2019-06-20, 16:15	#5
a1call "Rashid Naimi" Oct 2015 Remote to Here/There 2·11·109 Posts	I do not know if the proof is valid or not. However, personally I like your approach in redefining the conjecture. I suggest that you define the zones more precisely and in terms of arbitrary values such as N. I think a more precise parametric/formulaic argument will either show if there are holes to be patched or not.

2019-06-20, 21:01	#6
a1call "Rashid Naimi" Oct 2015 Remote to Here/There 100101011110₂ Posts	Use of the word "roughly" is problematic in a mathematical proof. Why not say that for any given positive integer N, Set 1 is the set of all integers 1 to N Set 2 is the set of all integers N+1 to 2N Set 3 is the set of all integers 2N+1 to 4N Now if you can prove that for any given N, all the integers in set 2 are arithmetic means of 2 prime numbers which are members of sets 1 and 3, then you have indeed proven the conjecture.

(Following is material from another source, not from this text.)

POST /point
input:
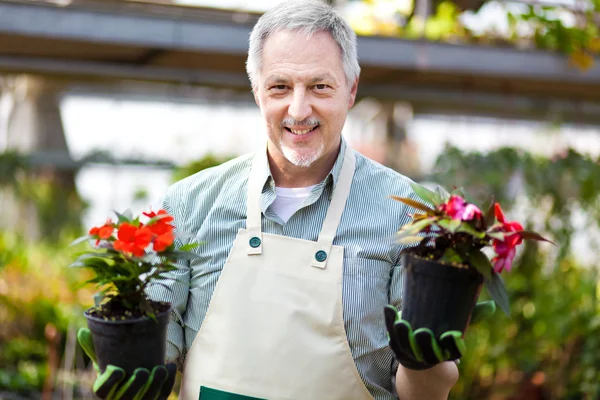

There might be such a proof in OP, but it's too long of a post for my attention span to look for it.

2019-06-21, 09:19	#10
Awojobi Feb 2019 1011110₂ Posts	I have not made any assumptions. All I have done is make approximations that are valid. Valid, in the sense that upper bounds of repetitions and lower bound of the number of primes less than N have been used in modelling the scenario. So, basically, in my modelling, for each cycle, less arithmetic means are being produced than the actual number of arithmetic means produced and yet all arithmetic means will be produced, if that makes any sense.